By being able to keep cases and deaths low even when suffering major economic shocks initially, New Zealand disproved the idea that controlling the virus is too difficult for Western countries to achieve. Real strategy in terms of COVID-19-specific policymaking is not evident in other Western countries that only implement small lockdowns every two to three months. Although public compliance was key to New Zealand’s successful response, decisive and stable governance, as well as effective communication between the government and the public, were equally important. Peter Collignon, infectious disease expert at the Australian National University, highlights that success in mitigating the spread of COVID-19 is not proportionate to lockdown intensity, but is proportionate to contact tracing, a compliant population, and good isolation quarantine and infrastructure. Therefore, regardless of the political system present within a nation, if the aforementioned factors are absent, the spread of the virus cannot be handled effectively.

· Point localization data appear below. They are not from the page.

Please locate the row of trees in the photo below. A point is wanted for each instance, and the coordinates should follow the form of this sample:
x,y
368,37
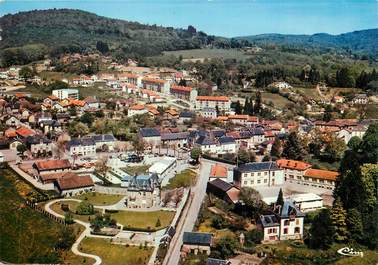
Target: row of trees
x,y
354,215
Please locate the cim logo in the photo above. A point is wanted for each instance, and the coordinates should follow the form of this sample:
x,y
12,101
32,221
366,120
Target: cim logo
x,y
350,252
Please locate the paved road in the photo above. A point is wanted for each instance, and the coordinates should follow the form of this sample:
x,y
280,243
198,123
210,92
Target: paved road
x,y
190,214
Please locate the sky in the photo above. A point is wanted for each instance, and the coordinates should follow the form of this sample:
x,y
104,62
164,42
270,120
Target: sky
x,y
227,18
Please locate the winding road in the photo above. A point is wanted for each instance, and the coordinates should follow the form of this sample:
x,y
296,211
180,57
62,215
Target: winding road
x,y
86,232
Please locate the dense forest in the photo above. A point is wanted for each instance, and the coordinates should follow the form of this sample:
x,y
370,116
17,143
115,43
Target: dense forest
x,y
363,42
28,36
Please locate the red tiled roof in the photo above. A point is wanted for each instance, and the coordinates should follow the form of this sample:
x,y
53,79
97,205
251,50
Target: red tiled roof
x,y
218,171
321,174
25,132
53,164
213,98
181,88
153,80
74,182
137,107
293,164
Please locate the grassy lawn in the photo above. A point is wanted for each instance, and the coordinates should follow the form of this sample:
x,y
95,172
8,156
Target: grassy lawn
x,y
26,236
144,220
112,254
137,170
372,111
278,101
210,53
185,178
100,199
56,207
288,253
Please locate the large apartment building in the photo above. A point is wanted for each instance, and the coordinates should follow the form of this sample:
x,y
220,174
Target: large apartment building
x,y
258,174
223,103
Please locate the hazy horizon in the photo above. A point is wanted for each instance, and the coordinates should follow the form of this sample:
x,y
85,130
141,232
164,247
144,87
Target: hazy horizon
x,y
225,17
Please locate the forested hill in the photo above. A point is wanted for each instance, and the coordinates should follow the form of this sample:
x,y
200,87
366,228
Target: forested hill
x,y
74,30
362,42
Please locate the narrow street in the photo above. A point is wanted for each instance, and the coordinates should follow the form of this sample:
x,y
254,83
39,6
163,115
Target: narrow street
x,y
190,214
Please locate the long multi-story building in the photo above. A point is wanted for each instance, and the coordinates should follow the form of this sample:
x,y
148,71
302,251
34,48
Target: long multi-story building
x,y
184,92
223,103
258,174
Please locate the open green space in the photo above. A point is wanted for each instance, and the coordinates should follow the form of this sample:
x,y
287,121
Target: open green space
x,y
112,254
27,236
137,170
278,100
100,199
72,205
144,220
290,253
210,53
185,178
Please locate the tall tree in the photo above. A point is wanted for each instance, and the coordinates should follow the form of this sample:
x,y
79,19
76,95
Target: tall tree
x,y
293,148
338,220
276,148
321,231
355,225
280,200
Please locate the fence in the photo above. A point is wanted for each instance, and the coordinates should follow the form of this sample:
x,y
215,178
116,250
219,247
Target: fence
x,y
46,213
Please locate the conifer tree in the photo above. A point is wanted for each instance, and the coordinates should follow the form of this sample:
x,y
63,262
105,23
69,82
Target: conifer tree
x,y
280,200
339,221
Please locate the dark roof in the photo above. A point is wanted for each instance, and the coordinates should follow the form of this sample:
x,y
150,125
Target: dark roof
x,y
269,220
211,261
103,138
37,139
149,132
258,166
220,184
203,140
81,142
218,133
226,140
195,238
175,136
186,114
288,208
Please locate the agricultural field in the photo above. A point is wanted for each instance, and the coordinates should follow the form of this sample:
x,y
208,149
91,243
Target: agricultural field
x,y
28,236
116,254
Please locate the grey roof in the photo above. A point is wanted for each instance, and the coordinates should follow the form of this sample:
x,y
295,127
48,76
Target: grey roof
x,y
211,261
269,220
258,166
36,140
149,132
195,238
81,142
143,183
288,208
220,184
103,138
175,136
203,140
186,114
226,140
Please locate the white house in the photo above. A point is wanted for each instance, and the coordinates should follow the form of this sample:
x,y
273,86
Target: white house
x,y
258,174
285,223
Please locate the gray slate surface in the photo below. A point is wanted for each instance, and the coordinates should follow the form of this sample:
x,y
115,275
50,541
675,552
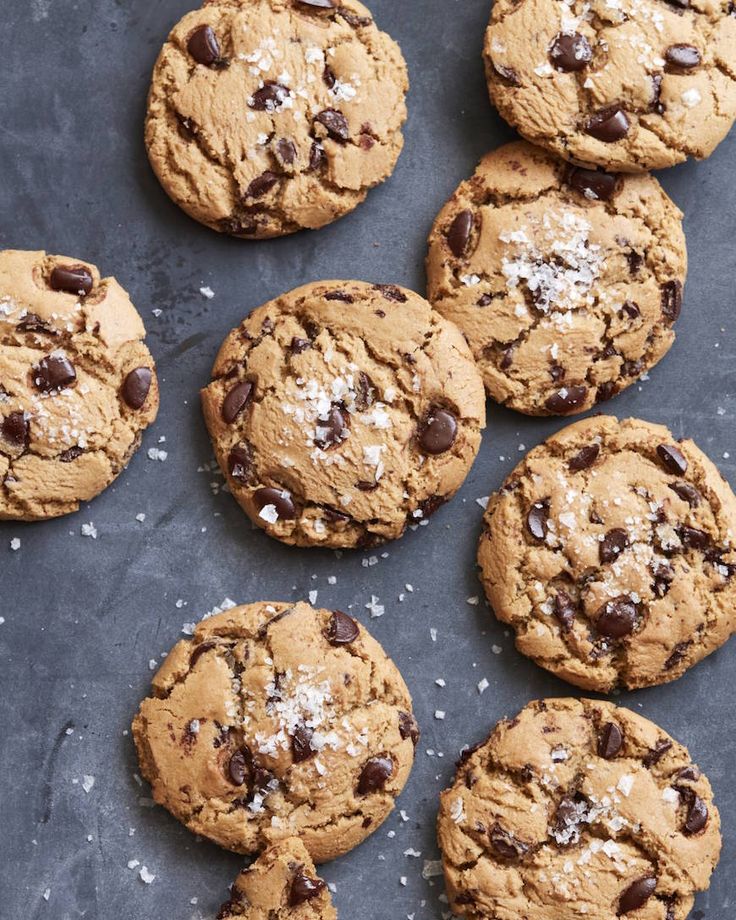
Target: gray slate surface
x,y
83,617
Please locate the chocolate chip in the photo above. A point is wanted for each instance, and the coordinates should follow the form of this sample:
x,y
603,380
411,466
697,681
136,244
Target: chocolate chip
x,y
269,97
203,46
609,125
687,493
697,813
691,773
672,459
570,52
280,499
610,741
637,894
593,183
333,430
137,386
458,236
677,655
508,358
408,728
505,844
72,280
375,774
391,292
335,123
671,300
317,157
54,372
655,754
70,455
262,184
584,458
656,105
299,345
240,463
31,322
631,309
304,888
239,226
15,429
617,617
438,432
236,400
564,609
285,151
536,519
239,767
342,296
301,744
566,399
605,391
612,545
694,538
342,629
507,74
682,57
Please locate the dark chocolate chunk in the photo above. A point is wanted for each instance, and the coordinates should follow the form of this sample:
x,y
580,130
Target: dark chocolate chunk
x,y
137,386
438,432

In March, within one week of the government’s lockdown declaration, 95% of the Malaysian population complied with the order, according to Ibrahim Suffian, program director with a polling group in Kuala Lumpur. Malaysia did well handling the virus initially. Despite uncertainty and fragility in Malaysian politics, the government was able to quickly implement a Movement Control Order with stringent lockdown policies, clear updates, and social distancing measures.

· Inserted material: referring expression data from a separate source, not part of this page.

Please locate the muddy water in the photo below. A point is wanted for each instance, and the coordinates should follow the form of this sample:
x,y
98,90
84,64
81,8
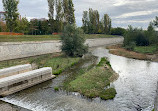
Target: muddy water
x,y
136,88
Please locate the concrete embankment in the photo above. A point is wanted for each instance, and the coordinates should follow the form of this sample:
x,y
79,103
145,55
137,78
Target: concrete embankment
x,y
14,50
19,81
15,70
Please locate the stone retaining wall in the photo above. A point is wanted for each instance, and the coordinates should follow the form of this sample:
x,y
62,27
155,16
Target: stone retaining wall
x,y
15,70
14,50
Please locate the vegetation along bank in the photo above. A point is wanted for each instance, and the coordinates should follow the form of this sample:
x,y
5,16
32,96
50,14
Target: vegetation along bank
x,y
94,81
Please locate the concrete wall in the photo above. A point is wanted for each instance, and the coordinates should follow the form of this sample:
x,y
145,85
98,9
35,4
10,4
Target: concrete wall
x,y
13,50
15,70
15,83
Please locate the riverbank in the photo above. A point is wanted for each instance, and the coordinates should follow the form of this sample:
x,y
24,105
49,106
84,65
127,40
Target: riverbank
x,y
24,38
93,81
57,61
139,53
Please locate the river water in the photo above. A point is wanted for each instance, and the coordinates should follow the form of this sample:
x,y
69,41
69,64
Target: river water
x,y
136,89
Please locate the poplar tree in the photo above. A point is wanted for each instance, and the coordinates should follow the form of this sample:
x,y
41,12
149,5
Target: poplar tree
x,y
65,9
51,4
11,15
71,10
107,23
59,15
85,21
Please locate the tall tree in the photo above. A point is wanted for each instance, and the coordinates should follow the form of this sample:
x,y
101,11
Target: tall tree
x,y
22,26
51,5
11,7
85,21
156,21
59,15
66,10
107,23
71,10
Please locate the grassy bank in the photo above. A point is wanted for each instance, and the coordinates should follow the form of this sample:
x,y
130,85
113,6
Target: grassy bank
x,y
58,62
146,49
141,53
20,38
92,82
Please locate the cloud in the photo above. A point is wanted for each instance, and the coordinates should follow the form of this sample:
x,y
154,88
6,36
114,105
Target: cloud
x,y
123,12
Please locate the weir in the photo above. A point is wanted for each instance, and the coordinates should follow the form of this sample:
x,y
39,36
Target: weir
x,y
19,81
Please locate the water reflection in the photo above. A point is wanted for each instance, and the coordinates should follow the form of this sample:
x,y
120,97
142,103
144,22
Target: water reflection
x,y
136,89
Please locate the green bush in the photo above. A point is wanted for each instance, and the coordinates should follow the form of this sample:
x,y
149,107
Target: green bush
x,y
108,94
73,41
135,35
56,88
118,31
131,46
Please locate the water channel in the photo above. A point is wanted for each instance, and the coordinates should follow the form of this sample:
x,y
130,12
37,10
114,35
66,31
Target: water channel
x,y
136,89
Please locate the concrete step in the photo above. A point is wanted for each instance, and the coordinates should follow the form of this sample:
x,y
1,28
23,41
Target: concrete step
x,y
6,72
15,83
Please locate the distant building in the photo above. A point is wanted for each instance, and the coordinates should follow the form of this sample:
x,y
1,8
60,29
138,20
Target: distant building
x,y
2,17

However, despite measures that brought daily cases down to single digits in mid-2020, cases surged again after state elections occurred in East Malaysia and clusters emerged throughout states in Peninsular Malaysia. Currently, daily cases stand above 2,000 at their highest this month. Due to economic and political instability skyrocketing, the government is unable to implement another lockdown as strict as the first one. Trust in experts is still high in Malaysia, but government stability is declining. Therefore, regardless of public compliance, political instability made it difficult for the Malaysian government to effectively handle the spread of the virus eventually.
Trust in good governance and state capability in terms of political and economic stability, effective communication, and the availability of resources prove to be more important indicators of a nation’s success in handling the spread of COVID-19 than whether a country values individualism or collectivism.

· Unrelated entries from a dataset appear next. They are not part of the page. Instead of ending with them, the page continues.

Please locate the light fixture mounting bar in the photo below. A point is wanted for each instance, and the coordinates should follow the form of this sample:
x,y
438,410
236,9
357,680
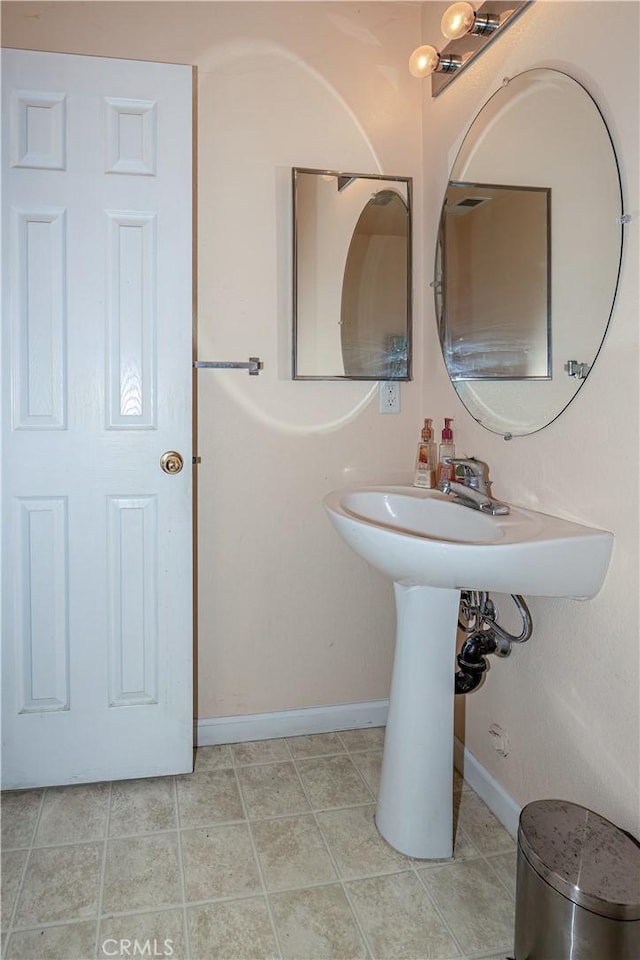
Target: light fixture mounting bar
x,y
472,45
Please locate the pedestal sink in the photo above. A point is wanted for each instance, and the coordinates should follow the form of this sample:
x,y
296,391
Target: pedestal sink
x,y
432,548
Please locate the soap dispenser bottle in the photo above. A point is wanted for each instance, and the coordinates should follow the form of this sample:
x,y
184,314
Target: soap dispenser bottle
x,y
446,471
426,463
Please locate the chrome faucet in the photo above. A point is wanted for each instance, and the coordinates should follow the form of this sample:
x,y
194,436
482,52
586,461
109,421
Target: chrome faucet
x,y
473,488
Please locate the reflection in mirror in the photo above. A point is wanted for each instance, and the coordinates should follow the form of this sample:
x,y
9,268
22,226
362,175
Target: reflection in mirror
x,y
352,276
495,321
541,129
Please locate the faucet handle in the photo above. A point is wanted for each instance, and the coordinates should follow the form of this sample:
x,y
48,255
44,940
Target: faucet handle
x,y
470,466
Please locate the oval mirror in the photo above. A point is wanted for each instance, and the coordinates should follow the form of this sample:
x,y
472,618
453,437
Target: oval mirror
x,y
528,252
351,276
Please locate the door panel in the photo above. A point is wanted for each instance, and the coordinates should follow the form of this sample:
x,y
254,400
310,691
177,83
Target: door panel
x,y
96,386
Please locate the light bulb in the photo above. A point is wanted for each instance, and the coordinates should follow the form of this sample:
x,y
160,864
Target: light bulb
x,y
458,19
423,61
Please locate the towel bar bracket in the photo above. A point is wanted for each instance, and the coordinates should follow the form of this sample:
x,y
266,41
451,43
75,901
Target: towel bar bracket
x,y
254,365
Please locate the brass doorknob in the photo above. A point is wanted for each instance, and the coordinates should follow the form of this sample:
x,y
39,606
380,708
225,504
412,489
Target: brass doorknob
x,y
171,462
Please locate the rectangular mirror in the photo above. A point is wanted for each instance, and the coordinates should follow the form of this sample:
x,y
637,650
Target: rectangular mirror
x,y
351,276
495,287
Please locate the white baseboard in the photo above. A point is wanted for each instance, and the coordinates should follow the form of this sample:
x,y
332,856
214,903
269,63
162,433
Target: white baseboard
x,y
501,804
291,723
351,716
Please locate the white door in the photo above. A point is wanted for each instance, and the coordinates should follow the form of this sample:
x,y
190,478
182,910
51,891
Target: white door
x,y
96,386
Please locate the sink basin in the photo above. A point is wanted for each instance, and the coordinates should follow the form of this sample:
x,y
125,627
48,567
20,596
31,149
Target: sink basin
x,y
424,537
432,548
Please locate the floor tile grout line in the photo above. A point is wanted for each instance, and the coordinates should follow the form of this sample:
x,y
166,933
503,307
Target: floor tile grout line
x,y
25,868
438,912
183,881
497,876
358,774
103,871
256,858
356,919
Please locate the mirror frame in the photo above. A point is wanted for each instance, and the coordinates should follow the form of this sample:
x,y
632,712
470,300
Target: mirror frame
x,y
615,283
384,178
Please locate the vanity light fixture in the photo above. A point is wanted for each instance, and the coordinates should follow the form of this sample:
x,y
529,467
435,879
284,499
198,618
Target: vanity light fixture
x,y
461,18
469,32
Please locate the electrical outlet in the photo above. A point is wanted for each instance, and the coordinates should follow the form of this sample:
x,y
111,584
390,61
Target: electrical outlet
x,y
390,396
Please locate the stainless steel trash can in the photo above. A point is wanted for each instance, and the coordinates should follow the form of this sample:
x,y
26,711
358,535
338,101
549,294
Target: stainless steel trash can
x,y
578,886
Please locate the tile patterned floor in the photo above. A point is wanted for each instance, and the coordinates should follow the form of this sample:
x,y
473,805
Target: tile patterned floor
x,y
268,850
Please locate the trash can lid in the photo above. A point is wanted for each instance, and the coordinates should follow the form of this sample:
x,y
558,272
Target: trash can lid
x,y
583,856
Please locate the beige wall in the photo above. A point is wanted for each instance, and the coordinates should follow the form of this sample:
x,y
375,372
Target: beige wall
x,y
569,698
288,615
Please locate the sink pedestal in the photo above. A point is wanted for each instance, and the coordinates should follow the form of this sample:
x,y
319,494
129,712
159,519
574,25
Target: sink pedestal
x,y
415,800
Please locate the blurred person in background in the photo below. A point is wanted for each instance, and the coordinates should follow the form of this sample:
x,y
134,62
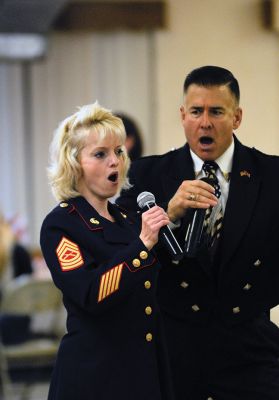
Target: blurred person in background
x,y
15,259
103,262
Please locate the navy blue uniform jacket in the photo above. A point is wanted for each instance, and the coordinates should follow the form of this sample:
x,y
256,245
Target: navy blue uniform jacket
x,y
114,346
227,301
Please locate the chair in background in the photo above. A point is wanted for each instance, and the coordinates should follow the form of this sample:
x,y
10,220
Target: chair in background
x,y
27,353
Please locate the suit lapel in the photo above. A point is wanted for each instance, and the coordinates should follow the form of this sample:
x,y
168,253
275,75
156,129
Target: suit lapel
x,y
243,193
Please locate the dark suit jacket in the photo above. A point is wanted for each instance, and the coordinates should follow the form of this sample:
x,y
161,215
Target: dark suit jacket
x,y
247,281
114,347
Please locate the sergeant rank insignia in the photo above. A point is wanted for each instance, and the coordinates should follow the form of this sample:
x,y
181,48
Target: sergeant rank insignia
x,y
110,282
69,255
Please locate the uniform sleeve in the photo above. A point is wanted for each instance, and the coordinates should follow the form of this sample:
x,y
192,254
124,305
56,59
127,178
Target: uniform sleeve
x,y
90,281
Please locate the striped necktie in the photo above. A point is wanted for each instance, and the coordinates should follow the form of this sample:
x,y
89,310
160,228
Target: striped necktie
x,y
214,215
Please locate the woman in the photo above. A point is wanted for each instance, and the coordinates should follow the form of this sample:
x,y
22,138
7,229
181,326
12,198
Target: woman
x,y
103,263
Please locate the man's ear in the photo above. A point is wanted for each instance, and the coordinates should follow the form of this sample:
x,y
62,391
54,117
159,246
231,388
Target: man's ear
x,y
182,112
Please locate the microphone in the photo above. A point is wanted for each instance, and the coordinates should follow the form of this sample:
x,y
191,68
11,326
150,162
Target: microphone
x,y
146,200
194,234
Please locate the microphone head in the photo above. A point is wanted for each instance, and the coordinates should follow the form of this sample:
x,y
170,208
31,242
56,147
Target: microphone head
x,y
145,198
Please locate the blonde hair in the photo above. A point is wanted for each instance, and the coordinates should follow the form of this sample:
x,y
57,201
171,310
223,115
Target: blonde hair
x,y
65,170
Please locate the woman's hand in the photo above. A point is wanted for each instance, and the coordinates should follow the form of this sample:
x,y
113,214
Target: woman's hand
x,y
152,221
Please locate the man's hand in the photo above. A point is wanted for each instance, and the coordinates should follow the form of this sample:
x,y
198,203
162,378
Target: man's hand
x,y
191,194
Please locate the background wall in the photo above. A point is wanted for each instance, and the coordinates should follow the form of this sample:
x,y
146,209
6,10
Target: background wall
x,y
140,73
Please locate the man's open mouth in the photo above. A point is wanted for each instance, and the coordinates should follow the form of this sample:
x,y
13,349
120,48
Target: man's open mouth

China and Singapore have populations that trust their government, while trust in the US government has plunged from 75% of the population in the 1960s to a miniscule 17% today. Autocracies like China and Singapore with state apparatus, resources, power, and efficiency have greater capability to enforce shutdowns. Factors such as the availability and use of technology and the public’s trust in such measures also play a major role, as seen through effective contact tracing and quarantine measures in New Zealand.
The values and political morals that exist in a nation, and the way these shape citizens’ views of the government, are certainly important factors in ensuring public compliance with regulations implemented during COVID-19. However, without the trust in the government’s ability, there is nobody to follow guidelines put in place, and therefore no point in implementing them. Therefore, one model is not necessarily better than the other; even more fundamental to a nation’s success in mitigating the spread of the virus is good and stable governance.